Diğer taraftan Finansal Kiralama, Faktoring ve Finansman Şirketleri Kanunu’nda yapılan, 07.03.2021 tarihli Resmi Gazete’de yayımlanarak yürürlüğe giren 7292 sayılı Kanun değişikliği ile hali hazırda VYŞ’lerin Finansal Kurumlar Birliği’ne üye olması zorunlu kılınmıştı. Bunun yanı sıra kanaatimizce öne çıkan eylem maddelerinden biri de reel sektör şirketlerinin tahvil ihraçlarını özendirmek için Tahvil Garanti Fonu’nun kurulmasıdır. Nitekim temerrüt durumunda yatırımcılara paralarının bir kısmını alma garantisi vereceğinden hem tahvil ihraç eden şirketler için daha düşük maliyetle tahvil çıkarılabilme hem de yatırımcı talebini artırarak sermaye piyasalarının derinleşmesine ve gelişmesine imkan sağlayabilecektir. Ayrıca Cumhurbaşkanlığı bünyesinde kurulması öngörülen Sağlık Endüstrileri ve Yazılım – Donanım Endüstrileri Başkanlıkları da öne çıkan eylemler arasındadır.

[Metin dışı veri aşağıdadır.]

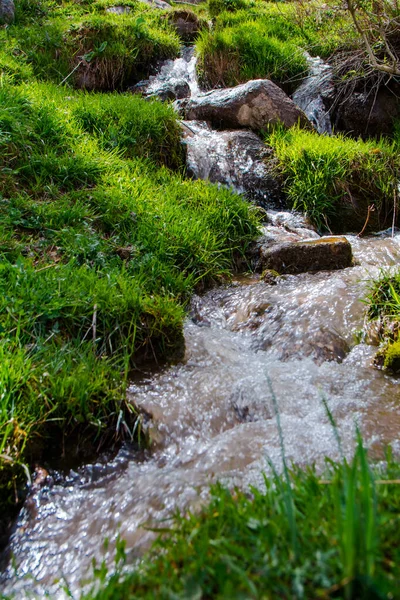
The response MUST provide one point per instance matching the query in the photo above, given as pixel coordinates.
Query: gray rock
(238, 159)
(186, 23)
(118, 10)
(7, 12)
(255, 105)
(323, 254)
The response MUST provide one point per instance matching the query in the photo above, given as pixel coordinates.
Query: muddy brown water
(212, 417)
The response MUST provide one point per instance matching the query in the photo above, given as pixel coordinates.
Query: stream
(211, 417)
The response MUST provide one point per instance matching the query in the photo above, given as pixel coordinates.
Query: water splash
(309, 96)
(211, 416)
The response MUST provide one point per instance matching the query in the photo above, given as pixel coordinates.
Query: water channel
(211, 417)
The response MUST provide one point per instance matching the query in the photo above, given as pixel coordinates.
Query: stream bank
(210, 417)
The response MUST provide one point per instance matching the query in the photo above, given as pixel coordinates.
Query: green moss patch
(334, 180)
(252, 40)
(90, 47)
(101, 247)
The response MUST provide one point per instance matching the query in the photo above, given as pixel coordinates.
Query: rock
(168, 90)
(255, 105)
(7, 12)
(186, 23)
(238, 159)
(157, 4)
(118, 10)
(327, 253)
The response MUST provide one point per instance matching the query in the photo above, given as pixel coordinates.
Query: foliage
(241, 545)
(247, 51)
(87, 46)
(383, 303)
(267, 40)
(101, 247)
(321, 172)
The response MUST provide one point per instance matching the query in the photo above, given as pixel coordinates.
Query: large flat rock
(323, 254)
(256, 105)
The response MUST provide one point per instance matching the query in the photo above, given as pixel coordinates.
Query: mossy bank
(103, 241)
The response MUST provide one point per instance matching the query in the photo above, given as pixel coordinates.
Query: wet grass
(306, 535)
(86, 45)
(383, 303)
(253, 40)
(101, 246)
(324, 175)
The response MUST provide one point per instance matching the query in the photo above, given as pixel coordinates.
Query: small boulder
(7, 12)
(158, 4)
(186, 23)
(237, 159)
(255, 105)
(323, 254)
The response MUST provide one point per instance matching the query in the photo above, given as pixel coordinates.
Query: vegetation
(254, 39)
(101, 247)
(322, 174)
(88, 46)
(305, 536)
(384, 308)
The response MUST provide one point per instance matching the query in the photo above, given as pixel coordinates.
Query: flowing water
(309, 96)
(211, 417)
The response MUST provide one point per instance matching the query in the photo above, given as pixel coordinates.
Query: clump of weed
(383, 303)
(236, 54)
(339, 183)
(89, 47)
(101, 247)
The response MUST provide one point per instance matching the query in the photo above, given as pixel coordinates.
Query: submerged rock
(118, 10)
(323, 254)
(238, 159)
(7, 12)
(176, 79)
(366, 113)
(186, 23)
(255, 105)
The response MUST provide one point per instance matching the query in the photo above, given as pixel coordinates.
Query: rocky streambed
(299, 337)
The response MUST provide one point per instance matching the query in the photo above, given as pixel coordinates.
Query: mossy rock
(391, 357)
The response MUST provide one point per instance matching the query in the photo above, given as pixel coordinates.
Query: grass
(340, 542)
(334, 179)
(86, 45)
(253, 39)
(383, 303)
(101, 247)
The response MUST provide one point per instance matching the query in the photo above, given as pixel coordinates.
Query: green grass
(342, 541)
(101, 246)
(253, 39)
(325, 174)
(88, 47)
(383, 303)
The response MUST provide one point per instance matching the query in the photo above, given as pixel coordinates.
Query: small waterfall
(236, 159)
(308, 96)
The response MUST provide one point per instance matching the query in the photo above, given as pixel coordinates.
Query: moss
(392, 357)
(101, 246)
(92, 48)
(335, 179)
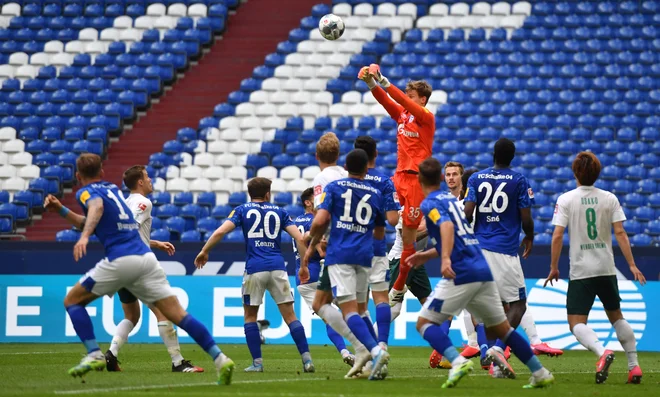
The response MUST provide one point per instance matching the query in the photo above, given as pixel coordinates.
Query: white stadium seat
(177, 185)
(269, 172)
(213, 173)
(7, 171)
(13, 146)
(365, 9)
(290, 173)
(178, 10)
(521, 8)
(278, 185)
(197, 11)
(15, 184)
(29, 172)
(216, 147)
(386, 9)
(191, 172)
(18, 59)
(309, 173)
(156, 9)
(204, 159)
(502, 8)
(7, 133)
(200, 185)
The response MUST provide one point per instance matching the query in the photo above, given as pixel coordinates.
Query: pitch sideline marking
(247, 382)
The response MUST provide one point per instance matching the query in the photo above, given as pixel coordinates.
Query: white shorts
(448, 300)
(142, 275)
(349, 282)
(379, 274)
(508, 276)
(255, 286)
(308, 292)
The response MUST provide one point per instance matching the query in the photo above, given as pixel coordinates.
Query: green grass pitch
(41, 370)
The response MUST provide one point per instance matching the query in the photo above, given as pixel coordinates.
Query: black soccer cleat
(112, 364)
(186, 366)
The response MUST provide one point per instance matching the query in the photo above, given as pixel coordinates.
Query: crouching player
(353, 209)
(129, 263)
(262, 224)
(307, 290)
(467, 283)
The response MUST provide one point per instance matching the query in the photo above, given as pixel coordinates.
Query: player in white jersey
(590, 214)
(137, 180)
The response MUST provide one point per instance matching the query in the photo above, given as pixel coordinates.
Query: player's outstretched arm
(52, 204)
(555, 252)
(624, 243)
(215, 238)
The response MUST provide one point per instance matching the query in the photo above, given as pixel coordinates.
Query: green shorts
(324, 281)
(418, 281)
(582, 293)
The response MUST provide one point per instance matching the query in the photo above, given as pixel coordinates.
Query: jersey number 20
(499, 202)
(257, 230)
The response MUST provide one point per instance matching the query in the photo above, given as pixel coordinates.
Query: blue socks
(253, 339)
(482, 340)
(439, 341)
(336, 339)
(298, 335)
(370, 326)
(83, 326)
(201, 335)
(520, 347)
(383, 320)
(361, 330)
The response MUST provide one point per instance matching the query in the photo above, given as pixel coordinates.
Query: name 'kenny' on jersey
(499, 195)
(262, 225)
(355, 207)
(467, 260)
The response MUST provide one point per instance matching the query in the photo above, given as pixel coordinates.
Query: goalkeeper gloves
(367, 78)
(374, 70)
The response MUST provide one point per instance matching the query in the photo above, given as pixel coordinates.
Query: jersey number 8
(487, 206)
(258, 232)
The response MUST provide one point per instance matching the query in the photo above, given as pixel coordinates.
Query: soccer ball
(331, 27)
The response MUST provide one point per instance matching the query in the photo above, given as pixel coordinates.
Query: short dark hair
(89, 165)
(586, 168)
(133, 175)
(258, 188)
(466, 177)
(430, 172)
(504, 152)
(368, 144)
(307, 195)
(357, 162)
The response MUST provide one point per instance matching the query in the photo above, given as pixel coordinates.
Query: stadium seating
(556, 77)
(74, 73)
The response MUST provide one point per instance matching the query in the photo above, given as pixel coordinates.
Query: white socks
(168, 334)
(588, 338)
(121, 336)
(626, 336)
(333, 317)
(527, 322)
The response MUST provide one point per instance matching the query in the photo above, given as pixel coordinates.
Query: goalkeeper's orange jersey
(416, 126)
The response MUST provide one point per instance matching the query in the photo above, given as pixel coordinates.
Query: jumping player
(503, 199)
(467, 283)
(590, 214)
(353, 210)
(262, 224)
(137, 180)
(416, 126)
(129, 264)
(307, 290)
(379, 276)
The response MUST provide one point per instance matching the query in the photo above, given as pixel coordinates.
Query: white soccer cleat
(361, 360)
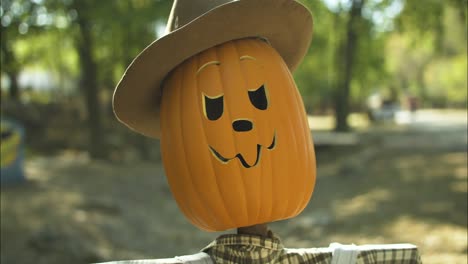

Bakıldığında teknolojinin her geçen gün yenilenerek geliştiği, Covid-19 salgınıyla ortaya çıkan “sosyal mesafeli” yeni hayat tarzımızın iş yapış şekillerimizi değiştirdiği, müşteri ihtiyaç ve isteklerinin bu gelişimlere dayalı olarak biçimlendiği, finansal kuruluşların iş yapış modellerinin bu göstergelere göre yeniden dizayn edildiği, yasal düzenlemelerin ise gerek içerik gerek kapsam açısından bütün bu değişkenleri içine alacak şekilde belirlendiği dinamik bir dönemden geçmekteyiz. Bu açıdan bankalar ile ilk kez deneyimlenecek olan uzaktan müşteri edinimi (digital onboarding) gibi uygulamalara ilişkin olarak finansal sektörün diğer aktörleri ve araçlarının büyümesi, olgunlaşması ve derinleşmesi için düzenleme arbitrajına yol açan farklılıkların da bu yönden zamanla giderilerek tüm finansal sektörü kapsaması kritiktir. Bu süreçte bahse konu düzenleme çalışmaları özelinde sağlam bir hukuki kurguya ve yeniliklere açık bir düzenleme felsefesine mahfuz bir mevzuat altyapısının tesisi; finansal sektör açısından doğuracağı uyum maliyetlerini asgari düzeye indireceği gibi fırsat yönünü ortaya çıkararak ülkemizin kalkınmasına da katkı sunacağı söylenebilecektir.
Saygılarımızla,
Vahdet Deniz AKÇAOĞLU
“UYARI: Bu çalışmada yer alan görüşler, yazarın kendi görüşleri olup, çalıştığı kurumun görüşlerini yansıtmamaktadır. Bu yazı yalnızca bilgilendirme amacıyla yayımlanmış olup, herhangi bir hukuki görüş, yönlendirme ve tavsiye içermemektedir. Ayrıca, bilgiler yazının hazırlandığı tarihteki mevzuat göz önünde bulundurularak verilmiş olup, yazı içeriği aradan geçen zaman içerisinde mevzuat değişiklikleri ve ilgili kurumların konu hakkındaki görüşleri çerçevesinde güncelliğini yitirmiş olabilir.”